2020-11-06 08_29_56-Untitled - Power Query Editor.png

Now we are getting somewhere. Time to use List.PositionOf. Edit the formula above to this, and you’ll get the following screen.

= List.PositionOf(Sheet1_Sheet[Column1], "Material")
2020-11-06 08_32_00-Untitled - Power Query Editor.png

It found the word “Material” on row 7. Wait a minute… on the image above with the list, it shows Material on row 8. Power Query indexes at 0, so the first row isn’t 1, but 0. So Material is in position 7 in the list. This actually helps us with the next step.

Right-click on the Custom1 step and rename it something useful, like PositionOfMaterial. I recommend you use no spaces for this step. It makes referencing it later easier.

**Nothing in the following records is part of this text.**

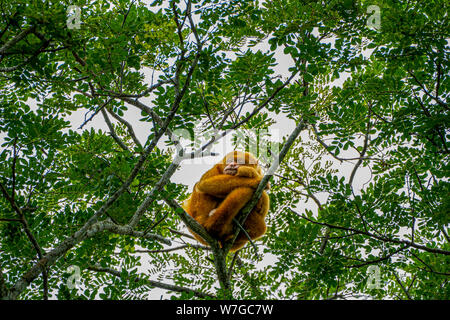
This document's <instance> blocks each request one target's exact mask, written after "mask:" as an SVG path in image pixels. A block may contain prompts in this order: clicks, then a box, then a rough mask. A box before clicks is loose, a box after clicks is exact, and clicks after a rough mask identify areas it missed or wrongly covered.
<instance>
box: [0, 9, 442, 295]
mask: <svg viewBox="0 0 450 320" xmlns="http://www.w3.org/2000/svg"><path fill="white" fill-rule="evenodd" d="M448 9H449V8H448V1H445V0H430V1H417V0H410V1H404V0H400V1H398V0H395V1H394V0H372V1H366V0H360V1H347V0H324V1H310V0H289V1H288V0H272V1H258V0H231V1H221V0H183V1H181V0H164V1H163V0H156V1H143V0H113V1H102V0H98V1H96V0H92V1H87V0H74V1H67V2H64V1H49V0H40V1H36V0H32V1H30V0H3V1H1V2H0V90H1V91H0V92H1V95H0V139H1V141H0V142H1V148H0V191H1V193H0V297H1V298H3V299H147V298H155V295H154V293H155V292H161V291H157V290H161V289H162V290H163V293H164V296H165V297H166V298H171V299H216V298H233V299H308V300H309V299H352V298H358V299H359V298H364V299H449V297H450V285H449V276H450V270H449V267H448V266H449V262H450V261H449V254H450V245H449V236H448V227H449V218H450V184H449V173H450V172H449V169H450V168H449V148H450V143H449V134H450V133H449V124H450V112H449V104H448V101H449V92H448V89H449V86H450V78H449V70H450V62H449V61H450V59H449V42H448V39H449V34H448V31H449V30H450V25H449V16H448ZM286 66H287V67H286ZM131 111H133V112H136V111H137V112H138V113H139V114H140V116H139V117H135V118H131V117H129V114H130V113H129V112H131ZM80 112H82V114H83V115H84V121H83V123H82V125H81V126H79V127H78V126H77V127H74V126H73V123H71V122H70V117H71V116H73V115H74V114H80ZM99 122H102V123H104V124H106V126H105V127H104V128H107V129H106V130H105V129H101V128H100V127H96V124H98V123H99ZM280 123H286V124H289V125H286V126H288V127H289V128H290V130H291V133H290V134H287V135H285V136H284V137H282V139H281V140H280V141H275V140H274V137H273V136H271V134H270V132H271V128H273V126H274V125H277V124H278V125H279V124H280ZM142 128H145V130H144V131H145V139H141V138H139V136H138V134H137V132H138V130H140V132H143V131H142ZM181 131H183V132H188V133H191V134H192V136H194V134H195V137H196V138H197V137H200V138H199V141H195V139H196V138H195V139H193V140H192V141H190V140H188V143H187V144H186V143H181V140H180V139H179V138H178V136H177V134H176V133H177V132H181ZM206 132H213V135H210V136H207V135H205V134H204V133H206ZM259 132H267V133H268V134H258V133H259ZM253 133H256V134H253ZM227 135H234V136H233V137H234V138H233V141H234V146H233V147H234V148H236V149H242V150H244V149H248V148H249V144H251V143H253V144H256V145H259V146H261V145H264V146H267V145H271V146H277V148H274V149H273V150H272V152H269V154H268V156H267V157H266V156H265V157H263V158H264V159H263V158H261V163H262V164H263V165H264V166H265V170H266V175H265V178H264V179H263V181H264V182H267V181H270V183H271V190H270V191H269V192H268V193H269V195H270V199H271V206H270V211H269V214H268V217H267V219H266V222H267V225H268V230H267V233H266V235H265V236H264V237H263V238H261V239H260V240H257V241H255V242H254V243H249V244H247V245H246V247H244V249H242V250H241V251H239V252H237V253H229V252H228V249H227V246H224V247H220V245H219V244H218V243H217V242H216V241H215V240H214V239H211V238H210V237H209V238H208V234H207V233H206V232H205V230H204V229H203V228H202V227H201V226H200V225H198V224H197V223H196V222H195V221H194V220H193V219H191V218H190V217H189V216H188V215H187V214H186V212H184V210H183V209H181V207H180V204H181V203H182V202H183V201H184V200H185V199H186V198H187V197H188V195H189V192H190V191H191V190H190V188H188V186H189V185H192V184H193V183H194V182H195V181H185V182H184V183H175V182H173V181H171V177H172V176H173V175H174V173H176V172H179V171H180V168H181V167H182V165H183V163H184V162H186V161H188V160H189V159H190V158H191V157H195V158H208V157H211V156H212V155H213V154H214V145H215V143H217V142H218V141H220V140H221V139H223V138H224V137H225V136H227ZM205 137H206V138H205ZM207 169H209V167H208V166H207V165H205V170H204V171H206V170H207ZM183 170H184V169H183ZM187 170H188V169H187ZM263 188H264V186H263V183H261V184H260V188H259V189H258V190H257V191H256V192H255V195H254V198H253V201H251V202H250V203H248V204H247V206H246V207H245V208H244V209H243V212H241V214H240V216H241V217H245V214H246V212H249V210H251V208H252V204H254V203H256V202H255V201H257V198H258V193H259V195H260V194H261V192H262V189H263ZM187 228H190V229H192V230H194V231H198V233H199V234H201V235H203V236H204V238H205V239H206V240H207V241H208V243H209V244H210V246H209V247H205V246H203V245H200V244H199V243H197V242H195V241H194V240H192V238H191V237H190V236H189V233H188V231H187V230H188V229H187ZM205 233H206V234H205ZM255 248H256V250H257V251H255ZM158 294H159V293H158ZM157 298H159V296H158V297H157Z"/></svg>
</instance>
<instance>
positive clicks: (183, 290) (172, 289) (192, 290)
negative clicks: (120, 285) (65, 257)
mask: <svg viewBox="0 0 450 320" xmlns="http://www.w3.org/2000/svg"><path fill="white" fill-rule="evenodd" d="M88 270H91V271H95V272H106V273H109V274H111V275H113V276H116V277H119V278H120V277H121V273H120V271H117V270H114V269H111V268H106V267H100V266H89V267H88ZM128 281H134V282H143V283H146V284H148V285H150V286H152V287H156V288H161V289H165V290H168V291H175V292H185V293H192V294H194V296H196V297H199V298H215V296H213V295H210V294H208V293H204V292H201V291H198V290H195V289H190V288H186V287H181V286H177V285H173V284H167V283H163V282H159V281H154V280H148V279H144V278H139V277H136V278H134V279H132V278H129V279H128Z"/></svg>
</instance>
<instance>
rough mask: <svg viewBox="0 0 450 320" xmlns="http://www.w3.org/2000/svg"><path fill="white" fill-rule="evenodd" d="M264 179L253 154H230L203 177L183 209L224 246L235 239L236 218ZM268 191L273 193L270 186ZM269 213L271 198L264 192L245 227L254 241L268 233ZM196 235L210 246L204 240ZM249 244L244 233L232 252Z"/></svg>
mask: <svg viewBox="0 0 450 320" xmlns="http://www.w3.org/2000/svg"><path fill="white" fill-rule="evenodd" d="M262 177H263V174H262V170H261V167H260V166H259V165H258V160H257V159H256V158H255V157H254V156H253V155H252V154H251V153H248V152H241V151H233V152H230V153H229V154H227V155H226V156H225V158H224V159H223V160H222V161H220V162H219V163H217V164H216V165H214V167H213V168H212V169H210V170H208V171H207V172H206V173H205V174H203V176H202V177H201V178H200V181H199V182H197V183H196V184H195V186H194V190H193V192H192V194H191V196H190V198H189V199H187V200H186V201H185V203H184V204H183V208H184V209H185V210H186V212H187V213H188V214H189V215H190V216H191V217H193V218H194V219H195V220H196V221H197V222H198V223H200V224H201V225H202V226H203V227H204V228H205V229H206V231H207V232H208V233H209V234H210V235H211V236H212V237H213V238H215V239H217V240H219V241H220V242H221V244H222V245H223V243H224V242H226V241H228V240H230V239H232V238H233V236H234V232H233V224H234V223H233V218H234V217H235V216H236V215H237V214H238V212H239V211H240V210H241V209H242V208H243V207H244V206H245V204H246V203H247V202H248V201H249V200H250V199H251V198H252V196H253V193H254V192H255V190H256V188H257V187H258V185H259V182H260V181H261V179H262ZM266 189H269V185H267V187H266ZM268 210H269V196H268V195H267V193H266V192H265V191H264V192H263V193H262V196H261V198H260V199H259V201H258V203H257V204H256V206H255V207H254V208H253V210H252V211H251V212H250V214H249V215H248V217H247V220H246V221H245V223H244V225H243V228H244V229H245V230H246V231H247V234H248V235H249V236H250V238H251V239H252V240H253V239H257V238H259V237H261V236H262V235H263V234H264V233H265V232H266V223H265V222H264V218H265V216H266V214H267V212H268ZM191 232H192V231H191ZM192 234H193V235H194V236H195V238H196V239H197V240H198V241H200V242H201V243H203V244H206V243H205V241H204V240H203V239H202V238H201V237H200V236H198V235H197V234H195V233H193V232H192ZM247 242H248V238H247V235H245V233H244V232H242V231H241V232H240V233H239V235H238V237H237V239H236V241H235V243H234V244H233V246H232V247H231V251H236V250H238V249H240V248H242V247H243V246H244V245H245V244H246V243H247Z"/></svg>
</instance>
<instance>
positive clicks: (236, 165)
mask: <svg viewBox="0 0 450 320" xmlns="http://www.w3.org/2000/svg"><path fill="white" fill-rule="evenodd" d="M241 166H246V167H252V168H255V169H256V168H258V160H257V159H256V158H255V157H253V155H251V154H250V153H248V152H241V151H233V152H230V153H229V154H227V156H226V157H225V158H224V159H223V160H222V164H221V169H222V172H223V173H224V174H229V175H232V176H234V175H235V174H237V171H238V169H239V167H241Z"/></svg>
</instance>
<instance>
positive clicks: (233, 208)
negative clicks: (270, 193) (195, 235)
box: [204, 188, 254, 238]
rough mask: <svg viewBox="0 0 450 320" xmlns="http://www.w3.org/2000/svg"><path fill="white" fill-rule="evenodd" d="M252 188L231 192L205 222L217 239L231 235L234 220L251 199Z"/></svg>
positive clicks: (210, 232)
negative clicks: (246, 203) (236, 215)
mask: <svg viewBox="0 0 450 320" xmlns="http://www.w3.org/2000/svg"><path fill="white" fill-rule="evenodd" d="M253 192H254V190H253V189H252V188H237V189H235V190H233V191H232V192H230V194H228V196H227V197H226V198H225V199H224V200H223V201H222V203H221V204H220V205H219V206H218V207H217V208H216V209H215V210H213V211H211V213H212V214H211V215H210V216H209V217H208V218H207V220H206V221H205V224H204V227H205V228H206V230H207V231H208V232H209V233H210V234H211V235H212V236H215V237H219V238H220V237H222V236H223V235H226V234H230V233H231V232H232V230H233V223H232V220H233V218H234V217H235V216H236V214H237V213H238V212H239V210H241V209H242V208H243V207H244V205H245V204H246V203H247V202H248V201H249V200H250V199H251V197H252V195H253Z"/></svg>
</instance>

Right-click on PositionOfMaterial again and Insert Step After. Now, we need to get our original table and skip the first 7 rows, right? When you use the Remove Top Rows feature, Power Query creates a step using the Table.Skip function. We are going to do that manually. In the formula bar, you probably see =PositionOfMaterial and it still show the value. Get rid of that and type this:

= Table.Skip(Sheet1_Sheet, PositionOfMaterial)

Remember, our original table was Sheet1_Sheet. Table.Skip has this syntax: Table.Skip(TableName, RowsToSkip). TableName is Sheet1_Sheet in this case, and instead of hardcoding the RowsToSkip, we are using a variable, our PositionOfMaterial step. Now our data looks like this:

2020-11-06 08_40_18-Untitled - Power Query Editor.png

Now you can promote the first row as headers, change your data types, and continue on. Next week when our production supervisor turns in the report, it won’t matter if Material on on row 1 or 100, List.PositionOf() will find it for us and dynamically set the top of the table. Even if all of the header is deleted, List.PositionOf() will return 0 for the position of Material, and Table.Skip will effectively do nothing, skipping 0 rows. So it will still work for us.

This method will work with any kind of data, but Excel is the most common use for it. Most other data sources, like databases, SharePoint Lists, true Excel tables, and even CSV files, don’t have data moving up and down on you.